L’amante reale e l’oro

L’amante reale e l’oro

Un tempo il vincolo matrimoniale del sovrano aveva ben poco significato: nell’Ancien Régime ogni re doveva mantenere nella propria corte una o più amanti, le cosiddette maîtresse-en-titre. Nessuna giustificazione era richiesta al peccaminoso sovrano, il quale poteva permettersi di sfoggiare la propria amante di turno senza temere alcuna polemica. Insomma, se beccato in fragrante,  non sarebbe stato costretto a inventare fantasiose parentele della ragazza con case regnanti egiziane. Anche perché le favorite in questione erano perlopiù di nobili natali: contesse, baronesse, perfino principesse. E tutto avveniva alla luce del sole. L’unico vero problema delle amanti ufficiali era la spietata concorrenza delle maîtresse wannabe.
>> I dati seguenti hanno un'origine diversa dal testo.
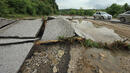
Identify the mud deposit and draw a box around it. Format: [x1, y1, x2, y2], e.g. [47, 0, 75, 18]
[19, 43, 130, 73]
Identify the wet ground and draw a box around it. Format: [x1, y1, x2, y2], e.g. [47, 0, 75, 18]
[72, 20, 121, 43]
[19, 43, 130, 73]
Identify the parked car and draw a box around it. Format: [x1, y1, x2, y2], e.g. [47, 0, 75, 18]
[93, 12, 112, 20]
[118, 11, 130, 22]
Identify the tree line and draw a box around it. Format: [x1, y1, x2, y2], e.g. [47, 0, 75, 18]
[59, 3, 130, 17]
[0, 0, 58, 16]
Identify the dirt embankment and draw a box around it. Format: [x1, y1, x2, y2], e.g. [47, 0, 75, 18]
[19, 43, 130, 73]
[88, 20, 130, 41]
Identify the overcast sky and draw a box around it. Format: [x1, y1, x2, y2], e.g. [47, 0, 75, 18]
[56, 0, 130, 9]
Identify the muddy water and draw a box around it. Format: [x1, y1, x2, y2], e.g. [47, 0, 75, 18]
[72, 20, 121, 43]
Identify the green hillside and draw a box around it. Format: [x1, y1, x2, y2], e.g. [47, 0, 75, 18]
[0, 0, 58, 17]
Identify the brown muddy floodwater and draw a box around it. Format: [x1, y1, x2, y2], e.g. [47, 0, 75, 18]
[19, 43, 130, 73]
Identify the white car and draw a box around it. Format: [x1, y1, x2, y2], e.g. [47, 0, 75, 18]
[118, 11, 130, 22]
[93, 12, 112, 20]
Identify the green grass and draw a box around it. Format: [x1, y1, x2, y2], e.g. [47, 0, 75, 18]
[59, 36, 130, 50]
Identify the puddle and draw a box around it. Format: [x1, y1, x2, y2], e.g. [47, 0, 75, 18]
[72, 20, 121, 43]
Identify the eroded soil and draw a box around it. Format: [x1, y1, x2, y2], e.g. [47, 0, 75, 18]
[88, 19, 130, 41]
[19, 43, 130, 73]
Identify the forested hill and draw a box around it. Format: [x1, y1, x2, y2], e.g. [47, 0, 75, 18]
[0, 0, 58, 16]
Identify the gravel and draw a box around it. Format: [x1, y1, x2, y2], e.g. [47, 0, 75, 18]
[73, 21, 122, 43]
[0, 43, 33, 73]
[0, 19, 42, 37]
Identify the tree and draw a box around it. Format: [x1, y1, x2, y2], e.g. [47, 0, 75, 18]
[0, 0, 9, 16]
[123, 3, 130, 11]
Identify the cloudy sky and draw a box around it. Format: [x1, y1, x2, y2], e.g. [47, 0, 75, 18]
[56, 0, 130, 9]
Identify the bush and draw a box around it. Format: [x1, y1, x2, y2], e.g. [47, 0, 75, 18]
[106, 4, 124, 17]
[0, 0, 58, 16]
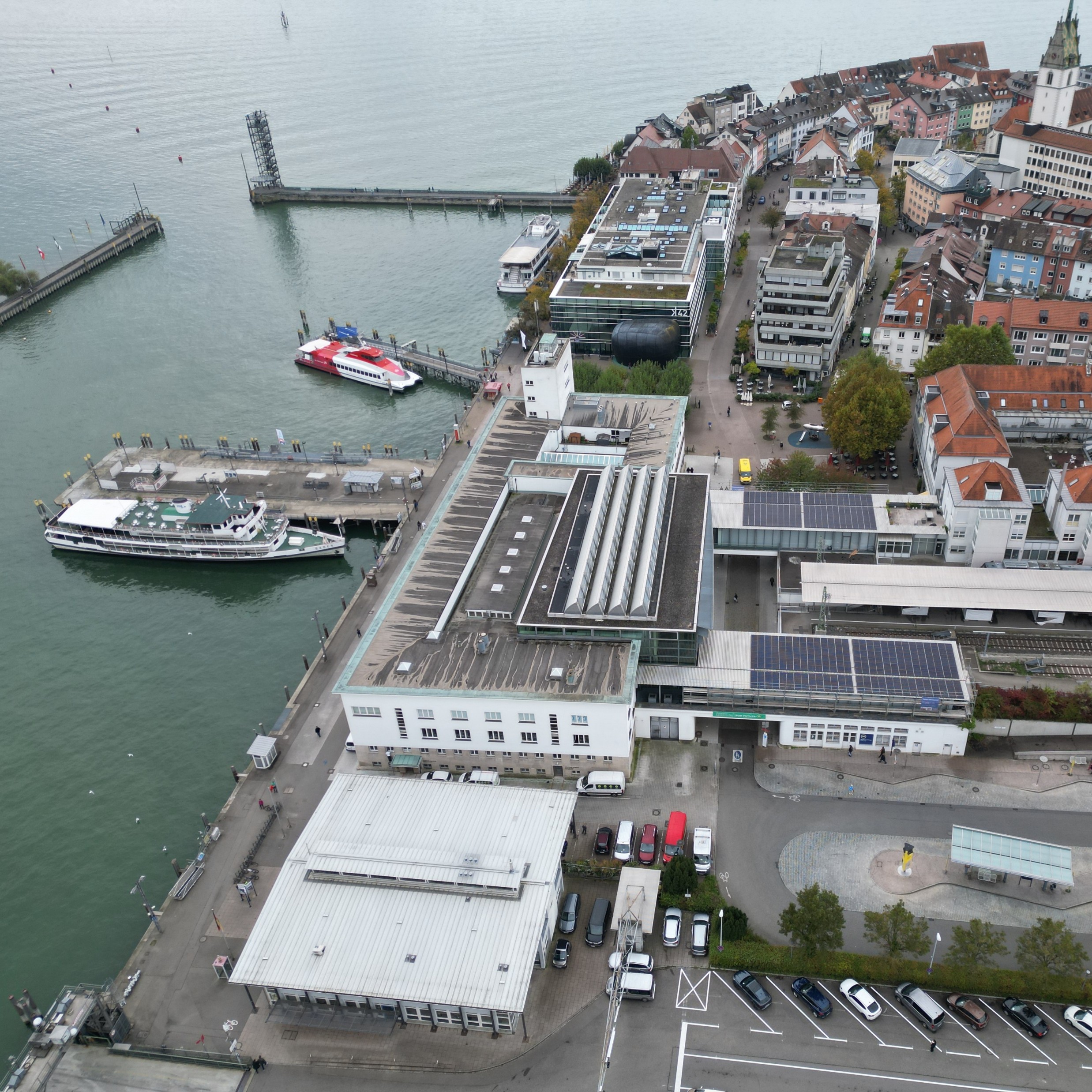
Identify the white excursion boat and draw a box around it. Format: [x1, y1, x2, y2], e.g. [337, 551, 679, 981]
[296, 338, 421, 393]
[46, 492, 345, 561]
[497, 212, 561, 296]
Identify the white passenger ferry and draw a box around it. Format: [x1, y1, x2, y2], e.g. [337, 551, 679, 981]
[46, 492, 345, 561]
[497, 213, 561, 296]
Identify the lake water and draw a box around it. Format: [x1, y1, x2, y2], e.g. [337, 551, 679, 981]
[0, 0, 1048, 1055]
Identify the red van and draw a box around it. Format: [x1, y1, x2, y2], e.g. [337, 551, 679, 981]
[664, 811, 686, 865]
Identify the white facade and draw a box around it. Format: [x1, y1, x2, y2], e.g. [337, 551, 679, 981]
[342, 690, 634, 777]
[520, 333, 574, 420]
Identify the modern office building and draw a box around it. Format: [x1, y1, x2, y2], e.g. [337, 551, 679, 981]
[550, 172, 720, 356]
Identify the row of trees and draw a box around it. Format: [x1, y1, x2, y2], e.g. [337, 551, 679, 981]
[779, 883, 1089, 977]
[572, 360, 694, 398]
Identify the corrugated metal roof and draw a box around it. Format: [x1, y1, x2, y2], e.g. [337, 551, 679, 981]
[233, 773, 575, 1011]
[951, 827, 1073, 886]
[800, 561, 1092, 614]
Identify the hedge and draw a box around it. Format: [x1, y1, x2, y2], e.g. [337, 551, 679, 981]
[709, 940, 1089, 1005]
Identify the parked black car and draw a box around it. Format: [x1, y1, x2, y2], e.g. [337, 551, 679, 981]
[1002, 997, 1051, 1039]
[732, 971, 773, 1010]
[793, 979, 832, 1020]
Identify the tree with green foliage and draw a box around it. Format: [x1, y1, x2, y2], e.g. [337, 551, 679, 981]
[945, 917, 1009, 971]
[0, 260, 38, 296]
[626, 360, 664, 394]
[777, 883, 845, 956]
[822, 349, 910, 458]
[656, 360, 694, 398]
[660, 853, 698, 896]
[723, 906, 747, 943]
[914, 322, 1017, 378]
[865, 899, 929, 959]
[758, 205, 785, 239]
[1017, 917, 1089, 976]
[572, 155, 615, 182]
[854, 147, 876, 175]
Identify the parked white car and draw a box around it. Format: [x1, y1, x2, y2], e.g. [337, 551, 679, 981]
[837, 979, 883, 1020]
[1066, 1005, 1092, 1039]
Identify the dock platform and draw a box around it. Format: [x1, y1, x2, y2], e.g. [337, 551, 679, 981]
[250, 182, 577, 213]
[55, 447, 442, 533]
[0, 209, 166, 326]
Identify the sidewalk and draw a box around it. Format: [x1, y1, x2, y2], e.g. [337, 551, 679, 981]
[754, 739, 1092, 811]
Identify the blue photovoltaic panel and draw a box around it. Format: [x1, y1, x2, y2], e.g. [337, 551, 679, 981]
[804, 492, 876, 531]
[743, 489, 802, 527]
[853, 639, 965, 698]
[751, 634, 853, 694]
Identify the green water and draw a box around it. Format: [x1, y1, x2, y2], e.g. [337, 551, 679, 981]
[0, 0, 1056, 1054]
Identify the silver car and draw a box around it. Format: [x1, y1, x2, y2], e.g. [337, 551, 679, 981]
[662, 906, 683, 948]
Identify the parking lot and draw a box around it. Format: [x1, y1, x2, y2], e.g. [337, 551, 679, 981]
[654, 968, 1092, 1090]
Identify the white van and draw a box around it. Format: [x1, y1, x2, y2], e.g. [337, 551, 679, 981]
[694, 827, 713, 876]
[459, 770, 500, 785]
[577, 770, 626, 796]
[606, 971, 656, 1002]
[615, 819, 634, 860]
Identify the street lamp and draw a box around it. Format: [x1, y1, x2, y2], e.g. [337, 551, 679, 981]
[925, 933, 940, 974]
[129, 876, 163, 933]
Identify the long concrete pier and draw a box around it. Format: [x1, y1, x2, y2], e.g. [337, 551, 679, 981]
[0, 209, 166, 326]
[250, 184, 577, 212]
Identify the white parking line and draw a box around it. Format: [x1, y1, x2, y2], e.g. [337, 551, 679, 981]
[711, 971, 782, 1035]
[948, 1002, 1002, 1062]
[1039, 1009, 1092, 1054]
[979, 997, 1057, 1066]
[676, 1054, 1048, 1092]
[766, 977, 848, 1043]
[876, 991, 945, 1054]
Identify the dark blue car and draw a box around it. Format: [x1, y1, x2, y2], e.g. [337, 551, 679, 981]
[793, 979, 831, 1020]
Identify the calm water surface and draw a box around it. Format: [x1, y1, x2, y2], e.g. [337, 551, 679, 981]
[0, 0, 1048, 1056]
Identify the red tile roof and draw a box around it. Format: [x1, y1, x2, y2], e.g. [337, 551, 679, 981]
[956, 462, 1023, 500]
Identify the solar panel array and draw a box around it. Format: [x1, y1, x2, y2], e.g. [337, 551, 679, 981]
[751, 634, 853, 694]
[853, 639, 963, 698]
[743, 489, 802, 527]
[750, 634, 966, 700]
[804, 492, 876, 531]
[743, 489, 876, 531]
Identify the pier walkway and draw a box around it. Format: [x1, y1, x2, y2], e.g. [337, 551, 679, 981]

Curiosa, e al medesimo tempo triste, è in questo senso la storia di Diana di Poitiers, contessa di Saint-Vallier, a quel tempo ufficialmente riconosciuta come “la donna più bella del Regno di Francia”.
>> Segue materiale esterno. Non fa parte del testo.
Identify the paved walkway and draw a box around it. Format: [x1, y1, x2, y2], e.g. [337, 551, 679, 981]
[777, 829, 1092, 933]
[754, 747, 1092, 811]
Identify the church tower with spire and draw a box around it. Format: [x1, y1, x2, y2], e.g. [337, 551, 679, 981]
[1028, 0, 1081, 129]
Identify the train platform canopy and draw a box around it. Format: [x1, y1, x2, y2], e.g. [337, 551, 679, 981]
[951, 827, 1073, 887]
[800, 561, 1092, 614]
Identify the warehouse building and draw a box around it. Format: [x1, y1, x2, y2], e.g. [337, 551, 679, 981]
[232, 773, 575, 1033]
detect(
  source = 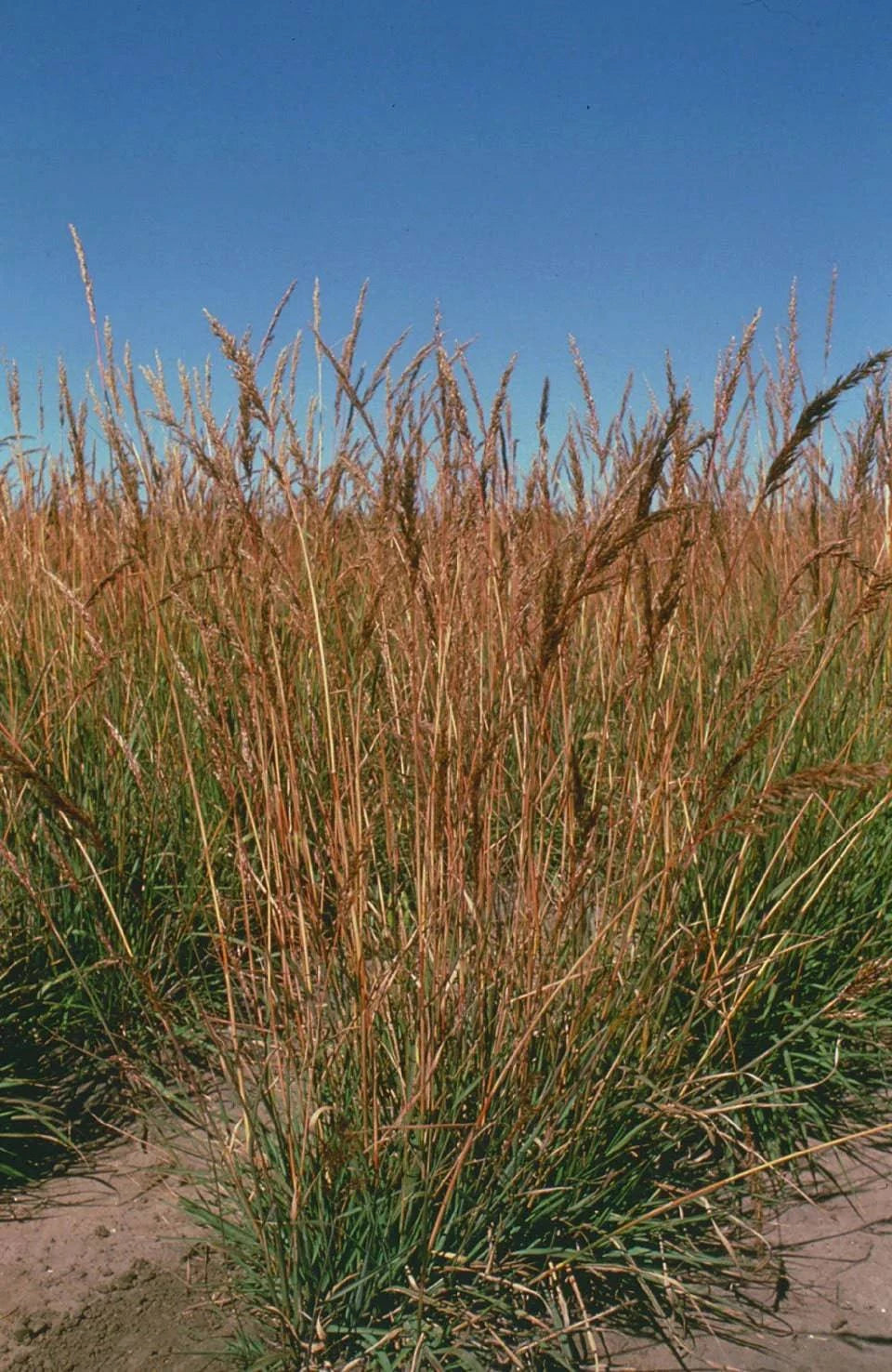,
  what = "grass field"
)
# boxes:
[0,272,892,1369]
La contessa, divenuta vedova in giovane età, entrò presto nelle mire del futuro re Enrico II, che la reclamò come propria Favorita. Dal canto suo Diana, nobildonna molto abile nell’arte dell’intrigo, accettò di buon grado l’incarico cortigiano, riuscendo tra l’altro a strappare al re-amante un ulteriore titolo nobiliare – duchessa del Valentinois –, nomina che fece infuriare non poco la legittima consorte del Sovrano, la regina di Francia Caterina de’ Medici.
Ma a insidiare la fortuna delle maîtresse non erano tanto le mogli gelose quanto le altre papabili amanti. Problema particolarmente sentito dalla bella Diana, che aveva lo svantaggio di essere di vent’anni più vecchia del proprio amante. Qualsiasi giovane dama avrebbe potuto soffiarle da sotto il naso il titolo di Favorita. Come combattere dunque lo scorrere degli anni, così da restare eternamente giovane per il proprio re? Qualcuno, forse un sedicente medico, forse un ciarlatano qualsiasi, propose alla Favorita un elisir di giovinezza: l’oro liquido, da bere, “potabile”. E Diana, per non veder svanire i propri privilegi, insieme alla propria bellezza, ingurgitò il suo sorso di pozione, ogni giorno.
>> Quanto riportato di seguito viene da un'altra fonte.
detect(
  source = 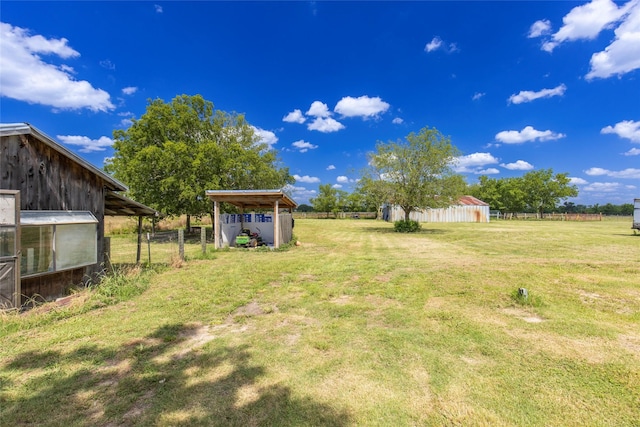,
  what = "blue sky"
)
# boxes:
[0,0,640,205]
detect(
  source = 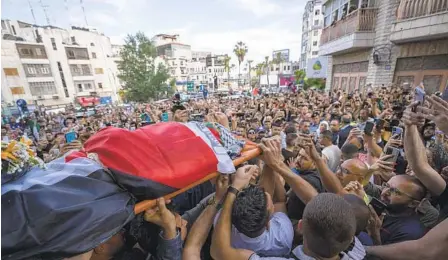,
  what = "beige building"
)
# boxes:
[319,0,448,93]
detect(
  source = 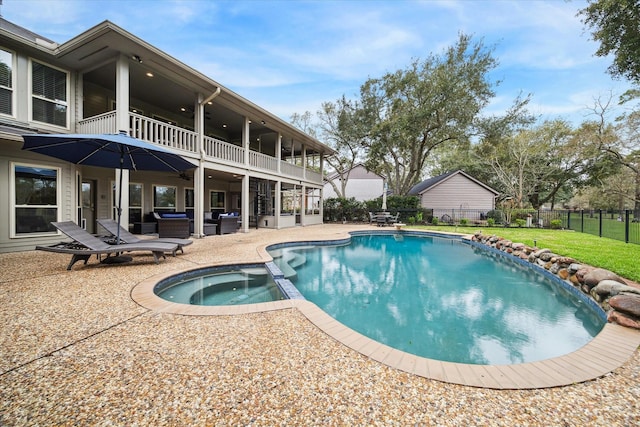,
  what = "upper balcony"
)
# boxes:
[77,111,322,184]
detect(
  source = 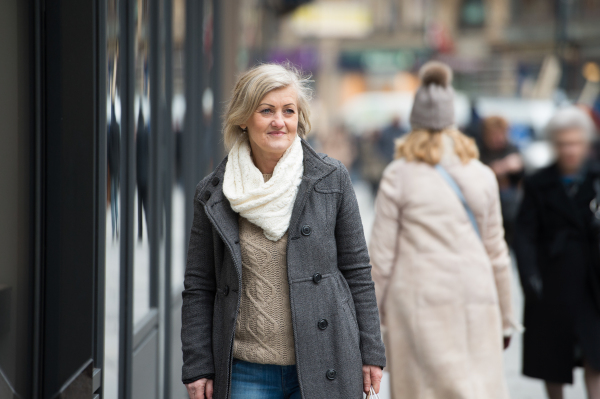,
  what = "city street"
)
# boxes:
[354,181,586,399]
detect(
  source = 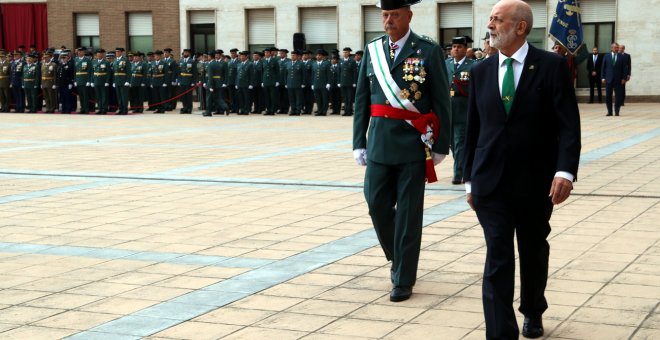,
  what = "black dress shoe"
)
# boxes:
[522,317,543,339]
[390,286,412,302]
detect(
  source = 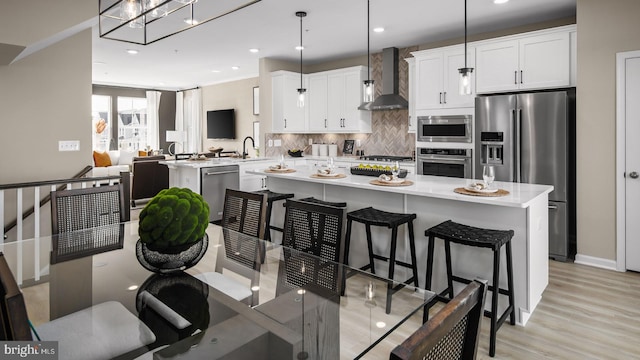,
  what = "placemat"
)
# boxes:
[369,179,413,186]
[264,169,296,174]
[311,174,347,180]
[453,188,509,197]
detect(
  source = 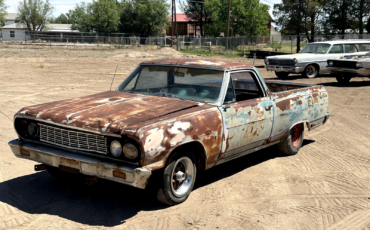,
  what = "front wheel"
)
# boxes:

Crudeltà del fato, mentre Diana di Poitiers avvelenava il proprio corpo per compiacere il re, fu proprio quest’ultimo a perire incidentalmente, ferito a morte durante una giostra cavalleresca (episodio che si narra fosse stato predetto dall’astrologo di corte Michel de Notredame, meglio conosciuto in seguito come Nostradamus). Deceduto re Enrico II, Caterina de’ Medici poté finalmente cacciare dal castello la Favorita del defunto marito. Confinata nel feudo di Anet, Diana perì sette anni dopo, si dice ancora bellissima, avvelenata dall’oro liquido.

Il corpo della cortigiana, riesumato alcuni anni fa, è stato sottoposto a speciali esami dei tessuti, i quali hanno confermato l’avvelenamento conseguente a una esorbitante assunzione d’oro.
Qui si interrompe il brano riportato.